The Verizon DBIR 2022 report is out and as always it looks and reads like a strong team of dedicated security experts developed the report; thank you to Gabriel Basset, Charles Hylender and Alex Pinto and the wider team for such a great analysis.

Edgescan was lucky to be chosen as a supplier of vulnerability analytics data to the report for our third year. We are very proud that our triaged, full stack, vulnerability intel based on thousands of PTaaS (Penetration Testing as a Service) assessments and continuous vulnerability scans, is of use to the development of this report.

The key items resonate with what we see at edgescan. The problems don’t change that much and possibly just get more commonplace and larger as the years go by.

Ransomware has increased substantially in breaches:

Ransomware is not going away. The misunderstanding of ransomware is that it’s a highly complicated attack using lots of hi-tech, AI and ML. The reality is that many ransomware attacks include the human element.
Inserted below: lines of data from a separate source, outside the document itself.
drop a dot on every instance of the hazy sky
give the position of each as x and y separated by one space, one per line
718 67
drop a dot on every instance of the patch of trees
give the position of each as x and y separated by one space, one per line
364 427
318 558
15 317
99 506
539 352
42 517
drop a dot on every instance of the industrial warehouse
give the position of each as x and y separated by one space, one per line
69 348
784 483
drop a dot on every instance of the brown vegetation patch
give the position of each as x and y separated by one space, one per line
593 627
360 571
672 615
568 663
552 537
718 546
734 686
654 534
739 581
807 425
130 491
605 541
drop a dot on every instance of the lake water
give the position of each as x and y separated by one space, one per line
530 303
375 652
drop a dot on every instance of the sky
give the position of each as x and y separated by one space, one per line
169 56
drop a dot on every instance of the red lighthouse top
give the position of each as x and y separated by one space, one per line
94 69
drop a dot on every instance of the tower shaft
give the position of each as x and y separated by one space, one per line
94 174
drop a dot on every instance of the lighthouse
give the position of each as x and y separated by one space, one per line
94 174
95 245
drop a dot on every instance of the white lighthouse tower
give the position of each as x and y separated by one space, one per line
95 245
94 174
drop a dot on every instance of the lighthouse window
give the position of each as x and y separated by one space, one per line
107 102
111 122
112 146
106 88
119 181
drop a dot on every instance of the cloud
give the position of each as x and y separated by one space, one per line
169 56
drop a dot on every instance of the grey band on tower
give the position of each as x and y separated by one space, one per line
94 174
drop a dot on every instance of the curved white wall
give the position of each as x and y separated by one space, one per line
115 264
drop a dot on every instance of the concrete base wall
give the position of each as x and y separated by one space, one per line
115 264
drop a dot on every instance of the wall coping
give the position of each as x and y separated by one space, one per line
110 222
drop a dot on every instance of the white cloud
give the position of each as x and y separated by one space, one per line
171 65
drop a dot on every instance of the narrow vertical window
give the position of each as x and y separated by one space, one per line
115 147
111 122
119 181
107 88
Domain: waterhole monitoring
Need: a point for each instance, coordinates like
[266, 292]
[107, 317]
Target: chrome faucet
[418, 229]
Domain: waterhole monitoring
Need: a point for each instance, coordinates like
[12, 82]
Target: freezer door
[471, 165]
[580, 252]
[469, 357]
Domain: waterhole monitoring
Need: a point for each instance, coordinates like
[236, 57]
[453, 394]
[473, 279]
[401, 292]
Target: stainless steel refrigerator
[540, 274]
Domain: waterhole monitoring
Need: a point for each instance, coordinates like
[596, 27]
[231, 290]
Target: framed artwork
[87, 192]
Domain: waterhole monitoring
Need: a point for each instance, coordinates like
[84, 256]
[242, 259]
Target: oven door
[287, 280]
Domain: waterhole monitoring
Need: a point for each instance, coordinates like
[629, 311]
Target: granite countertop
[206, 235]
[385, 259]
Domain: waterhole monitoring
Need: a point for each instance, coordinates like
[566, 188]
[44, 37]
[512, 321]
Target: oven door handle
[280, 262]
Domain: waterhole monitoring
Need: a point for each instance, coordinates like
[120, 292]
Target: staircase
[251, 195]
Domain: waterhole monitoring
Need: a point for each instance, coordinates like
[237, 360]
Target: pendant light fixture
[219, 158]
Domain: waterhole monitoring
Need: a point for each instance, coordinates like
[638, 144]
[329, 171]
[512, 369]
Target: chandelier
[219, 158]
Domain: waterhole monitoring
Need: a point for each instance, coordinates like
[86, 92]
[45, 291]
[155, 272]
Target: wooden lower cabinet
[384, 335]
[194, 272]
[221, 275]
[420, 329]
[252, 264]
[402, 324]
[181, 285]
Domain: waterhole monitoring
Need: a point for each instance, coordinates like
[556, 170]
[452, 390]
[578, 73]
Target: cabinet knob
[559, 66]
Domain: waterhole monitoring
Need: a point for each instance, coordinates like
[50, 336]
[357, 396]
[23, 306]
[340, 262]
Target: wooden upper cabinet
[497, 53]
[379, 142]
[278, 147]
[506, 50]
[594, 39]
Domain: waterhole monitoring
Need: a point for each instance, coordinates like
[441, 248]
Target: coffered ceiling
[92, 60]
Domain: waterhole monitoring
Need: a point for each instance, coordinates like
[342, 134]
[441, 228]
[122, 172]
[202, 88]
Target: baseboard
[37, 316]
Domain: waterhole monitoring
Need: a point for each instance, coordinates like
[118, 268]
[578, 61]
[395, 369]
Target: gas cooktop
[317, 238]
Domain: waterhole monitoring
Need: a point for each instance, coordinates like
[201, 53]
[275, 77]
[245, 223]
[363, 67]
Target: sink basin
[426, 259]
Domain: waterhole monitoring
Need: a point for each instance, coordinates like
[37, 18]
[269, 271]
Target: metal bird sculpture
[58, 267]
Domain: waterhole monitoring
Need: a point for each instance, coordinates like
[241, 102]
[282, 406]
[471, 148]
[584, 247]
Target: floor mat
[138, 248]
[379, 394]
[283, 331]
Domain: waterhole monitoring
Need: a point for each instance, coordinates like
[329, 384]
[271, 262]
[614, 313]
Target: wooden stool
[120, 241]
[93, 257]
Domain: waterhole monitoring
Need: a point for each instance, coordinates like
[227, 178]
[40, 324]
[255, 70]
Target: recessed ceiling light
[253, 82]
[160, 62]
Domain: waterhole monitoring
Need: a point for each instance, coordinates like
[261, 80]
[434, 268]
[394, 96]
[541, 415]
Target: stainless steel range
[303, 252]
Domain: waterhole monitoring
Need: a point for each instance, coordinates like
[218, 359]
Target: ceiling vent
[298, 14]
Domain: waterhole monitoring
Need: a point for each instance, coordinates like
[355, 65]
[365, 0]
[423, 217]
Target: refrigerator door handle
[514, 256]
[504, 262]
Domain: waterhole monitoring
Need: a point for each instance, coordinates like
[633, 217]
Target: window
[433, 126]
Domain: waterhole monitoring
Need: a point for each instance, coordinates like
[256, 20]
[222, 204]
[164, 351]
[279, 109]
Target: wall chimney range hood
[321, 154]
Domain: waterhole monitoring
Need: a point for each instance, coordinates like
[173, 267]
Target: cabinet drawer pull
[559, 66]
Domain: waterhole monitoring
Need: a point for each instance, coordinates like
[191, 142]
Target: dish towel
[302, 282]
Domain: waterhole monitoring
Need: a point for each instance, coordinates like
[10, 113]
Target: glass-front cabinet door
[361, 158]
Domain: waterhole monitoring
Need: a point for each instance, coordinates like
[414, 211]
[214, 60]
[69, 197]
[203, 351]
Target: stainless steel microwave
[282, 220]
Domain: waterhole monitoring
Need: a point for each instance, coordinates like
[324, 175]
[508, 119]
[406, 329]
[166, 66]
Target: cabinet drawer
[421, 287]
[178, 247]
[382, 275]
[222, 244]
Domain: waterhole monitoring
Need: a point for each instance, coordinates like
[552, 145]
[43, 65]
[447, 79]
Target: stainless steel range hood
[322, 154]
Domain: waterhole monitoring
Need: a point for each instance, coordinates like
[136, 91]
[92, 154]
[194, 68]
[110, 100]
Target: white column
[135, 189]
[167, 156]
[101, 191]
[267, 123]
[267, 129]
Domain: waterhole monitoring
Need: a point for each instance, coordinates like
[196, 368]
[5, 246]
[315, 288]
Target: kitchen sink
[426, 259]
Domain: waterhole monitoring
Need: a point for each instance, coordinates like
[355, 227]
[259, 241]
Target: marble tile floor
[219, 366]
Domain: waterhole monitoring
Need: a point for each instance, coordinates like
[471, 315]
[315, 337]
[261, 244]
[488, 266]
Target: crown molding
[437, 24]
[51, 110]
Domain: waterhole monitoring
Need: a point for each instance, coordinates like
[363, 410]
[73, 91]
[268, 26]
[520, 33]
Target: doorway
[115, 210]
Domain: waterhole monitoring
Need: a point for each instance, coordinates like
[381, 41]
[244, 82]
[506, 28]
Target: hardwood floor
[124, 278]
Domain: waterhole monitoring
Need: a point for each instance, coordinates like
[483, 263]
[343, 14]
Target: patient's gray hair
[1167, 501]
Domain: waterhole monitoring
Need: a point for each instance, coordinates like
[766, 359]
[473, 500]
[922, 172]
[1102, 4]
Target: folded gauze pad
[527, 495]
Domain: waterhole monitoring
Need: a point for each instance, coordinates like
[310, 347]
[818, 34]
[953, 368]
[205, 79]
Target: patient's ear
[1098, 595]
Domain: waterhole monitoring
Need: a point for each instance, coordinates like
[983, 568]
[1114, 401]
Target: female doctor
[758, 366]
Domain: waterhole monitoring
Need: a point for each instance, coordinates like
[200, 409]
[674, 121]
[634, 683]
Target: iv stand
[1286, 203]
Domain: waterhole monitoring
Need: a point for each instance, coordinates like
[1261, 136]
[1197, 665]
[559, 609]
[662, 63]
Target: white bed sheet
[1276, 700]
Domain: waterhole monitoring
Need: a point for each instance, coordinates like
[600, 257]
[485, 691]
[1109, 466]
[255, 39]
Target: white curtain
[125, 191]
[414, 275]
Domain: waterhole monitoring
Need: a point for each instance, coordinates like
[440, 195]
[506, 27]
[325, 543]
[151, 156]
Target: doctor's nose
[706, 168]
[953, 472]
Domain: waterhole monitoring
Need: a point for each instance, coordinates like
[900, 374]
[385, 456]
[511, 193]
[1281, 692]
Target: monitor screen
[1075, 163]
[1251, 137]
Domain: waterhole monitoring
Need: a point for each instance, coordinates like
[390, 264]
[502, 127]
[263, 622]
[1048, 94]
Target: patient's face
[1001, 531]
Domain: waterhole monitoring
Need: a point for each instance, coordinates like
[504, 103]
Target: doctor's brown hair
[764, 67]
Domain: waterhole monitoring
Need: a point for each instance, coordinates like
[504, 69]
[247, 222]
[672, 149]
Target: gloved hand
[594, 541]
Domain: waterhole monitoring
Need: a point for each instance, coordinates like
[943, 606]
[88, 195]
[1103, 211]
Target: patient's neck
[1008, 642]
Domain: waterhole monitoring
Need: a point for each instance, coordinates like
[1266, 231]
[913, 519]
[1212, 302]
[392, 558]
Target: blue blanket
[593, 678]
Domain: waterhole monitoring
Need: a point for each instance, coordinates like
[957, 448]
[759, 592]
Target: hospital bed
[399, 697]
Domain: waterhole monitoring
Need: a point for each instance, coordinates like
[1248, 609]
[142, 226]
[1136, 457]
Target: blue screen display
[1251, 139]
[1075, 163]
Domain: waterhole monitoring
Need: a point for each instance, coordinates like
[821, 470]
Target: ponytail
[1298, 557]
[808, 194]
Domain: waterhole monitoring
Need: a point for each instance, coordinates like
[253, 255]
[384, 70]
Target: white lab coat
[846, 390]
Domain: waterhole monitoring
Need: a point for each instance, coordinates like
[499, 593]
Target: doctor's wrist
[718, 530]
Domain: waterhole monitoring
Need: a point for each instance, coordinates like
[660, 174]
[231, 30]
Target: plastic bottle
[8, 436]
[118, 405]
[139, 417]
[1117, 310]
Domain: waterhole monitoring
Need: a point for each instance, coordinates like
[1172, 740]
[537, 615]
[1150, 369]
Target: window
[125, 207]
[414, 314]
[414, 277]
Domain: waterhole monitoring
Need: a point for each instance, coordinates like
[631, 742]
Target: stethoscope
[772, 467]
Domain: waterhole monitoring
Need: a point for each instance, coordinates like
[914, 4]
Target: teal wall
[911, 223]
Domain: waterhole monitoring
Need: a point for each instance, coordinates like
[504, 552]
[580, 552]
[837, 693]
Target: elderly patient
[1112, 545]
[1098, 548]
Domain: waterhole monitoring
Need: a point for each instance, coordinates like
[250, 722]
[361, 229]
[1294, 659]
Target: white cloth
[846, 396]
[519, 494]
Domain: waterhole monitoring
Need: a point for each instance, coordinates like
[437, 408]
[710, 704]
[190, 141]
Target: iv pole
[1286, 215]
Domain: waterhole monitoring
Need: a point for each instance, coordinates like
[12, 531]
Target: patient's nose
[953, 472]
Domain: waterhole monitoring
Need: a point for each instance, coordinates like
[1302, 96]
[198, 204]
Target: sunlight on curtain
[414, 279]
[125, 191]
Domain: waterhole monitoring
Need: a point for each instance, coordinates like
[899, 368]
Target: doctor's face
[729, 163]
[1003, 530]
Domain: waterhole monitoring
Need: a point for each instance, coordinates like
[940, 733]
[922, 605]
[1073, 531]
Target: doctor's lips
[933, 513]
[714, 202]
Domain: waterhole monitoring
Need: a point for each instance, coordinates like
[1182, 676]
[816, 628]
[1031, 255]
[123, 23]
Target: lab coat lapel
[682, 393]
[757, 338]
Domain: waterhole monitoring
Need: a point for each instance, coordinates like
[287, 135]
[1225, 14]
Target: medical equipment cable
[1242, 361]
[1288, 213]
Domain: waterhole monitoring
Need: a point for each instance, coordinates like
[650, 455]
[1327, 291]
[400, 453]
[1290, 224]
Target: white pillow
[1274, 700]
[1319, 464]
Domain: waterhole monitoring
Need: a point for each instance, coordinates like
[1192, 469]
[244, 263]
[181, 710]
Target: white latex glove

Targeted attacks use intelligent criminals to enumerate and scope a firms attack surface. Attacks may be a result of a phishing attack and once executed a talented team take over, or the breach may be the result of exploitation of a CVE, unpatched, exposed or misconfigured endpoint or application.

A significant part of ransomware readiness is resilience. This includes frequent assessment of production assets, network, web applications, API and also ASM to help ensure continuous visibility and exposure. The fundamentals of a decent cyber posture are still the same, it’s the threat landscape that evolves.



Incidents are driven by four main types of access to the victim’s estate: Credentials, Phishing, Exploiting vulnerabilities and Botnets

Vulnerability exploitation is still an issue. It has been a core issue for years. Credential theft is also the result of vulnerability exploitation which feeds further account breach. Not much has changed in terms of types of attack. From an attackers standpoint, why change something that works?


The Human Element is still a pervasive issue across the breach landscape

I’m unsure if we can remove the “human element” from cyber security in terms of attackers or defenders. The human element is (still) the most advanced tool for depth of understanding, complex exploitation and intelligent defence. The bottom line here is we need humans to fight humans, fight fire with fire. Software alone fighting the “human element” Its destined for failure but software /automation combined with humans, works a treat and helps with scale, depth and accuracy.

Misconfiguration errors have continued to decrease, a potential sign of hope that internet-exposed cloud resources are diminishing. Making humans “bionic” in terms of cyber posture, reactiveness, scale vs depth and accuracy can bring a huge return on investment to any business.